In the current work, we used an in-silico toxicogenomic data mining approach to explore the key molecular pathways and biological processes of MetS associated with heavy metals and their mixes, as well as their relationship to the development of MetS. The IL6 signaling pathway, IL6-mediated signaling events, insulin pathway, transcription factor regulation in adipogenesis, adipogenesis and cytokines, and the inflammatory response pathway have all been identified as key pathways that may be affected by heavy metals and involved in the development of MetS.
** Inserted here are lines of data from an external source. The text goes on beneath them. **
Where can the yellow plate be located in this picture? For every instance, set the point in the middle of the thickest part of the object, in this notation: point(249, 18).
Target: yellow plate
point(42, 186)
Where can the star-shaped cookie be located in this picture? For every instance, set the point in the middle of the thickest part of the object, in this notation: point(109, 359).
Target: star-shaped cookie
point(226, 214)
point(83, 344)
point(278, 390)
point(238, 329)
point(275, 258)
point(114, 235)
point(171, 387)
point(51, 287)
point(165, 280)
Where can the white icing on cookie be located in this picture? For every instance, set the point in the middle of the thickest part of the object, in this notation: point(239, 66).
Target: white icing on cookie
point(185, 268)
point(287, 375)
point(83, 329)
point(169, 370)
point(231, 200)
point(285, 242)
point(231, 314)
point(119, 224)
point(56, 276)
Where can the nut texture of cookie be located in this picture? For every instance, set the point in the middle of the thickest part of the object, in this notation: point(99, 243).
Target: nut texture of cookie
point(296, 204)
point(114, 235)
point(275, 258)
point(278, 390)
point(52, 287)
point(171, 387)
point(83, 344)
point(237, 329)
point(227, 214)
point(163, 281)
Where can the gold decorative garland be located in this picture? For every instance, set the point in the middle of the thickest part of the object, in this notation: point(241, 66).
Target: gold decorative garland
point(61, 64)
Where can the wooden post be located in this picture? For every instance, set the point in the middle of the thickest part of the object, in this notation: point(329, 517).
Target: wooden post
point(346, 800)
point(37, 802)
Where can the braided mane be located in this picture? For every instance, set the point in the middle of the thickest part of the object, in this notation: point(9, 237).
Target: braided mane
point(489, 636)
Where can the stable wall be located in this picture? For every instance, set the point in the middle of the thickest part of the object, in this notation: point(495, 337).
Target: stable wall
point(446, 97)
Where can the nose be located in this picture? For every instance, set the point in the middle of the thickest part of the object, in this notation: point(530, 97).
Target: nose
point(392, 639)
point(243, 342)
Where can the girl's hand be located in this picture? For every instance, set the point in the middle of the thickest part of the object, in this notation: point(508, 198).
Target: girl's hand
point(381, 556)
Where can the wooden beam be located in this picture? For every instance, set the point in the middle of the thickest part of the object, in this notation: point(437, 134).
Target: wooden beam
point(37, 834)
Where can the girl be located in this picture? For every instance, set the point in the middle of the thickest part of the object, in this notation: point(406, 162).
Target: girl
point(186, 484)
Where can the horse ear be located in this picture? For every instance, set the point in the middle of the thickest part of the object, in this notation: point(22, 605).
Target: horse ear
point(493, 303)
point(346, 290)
We identified multiple genes and miRNAs with high expression and interaction induced by the heavy metals investigated, including CRP, IL6, PON1, and hsa-miR-124-3p, all of which are implicated in the MetS process. We also used miRNAsong to create and test a miRNA sponge sequence for these miRNAs. Because miRNA sponges have the characteristic of inhibiting all seed family members, and when more miRNA-binding sites are added, which can be used to suppress a full miRNA cluster, they may be promising for being used in MetS therapy.
Due to the potential negative effects of heavy metals on human health, exposure to heavy metals has become a global public health hazard in recent decades (WHO 2017). Remarkably, human exposure to heavy metals has increased as a result of worldwide urbanization and industrialization (Wang et al. 2018a, b; Duc et al. 2021a, b, c). In our analysis, males had considerably greater Hg and Pb levels than females in our analysis, but not Cd. These findings concur with the previous studies (You et al. 2011; Cho et al. 2014; Eom et al. 2014; Kim et al. 2014; Duc et al. 2021a, b, c). It has been known that Hg and Pb levels have been shown to be strongly linked with smoking status and alcohol consumption (Duc et al. 2021a, b, c; Nguyen and Kim 2021). It suggests there were significant gender variations in alcohol use and smoking status.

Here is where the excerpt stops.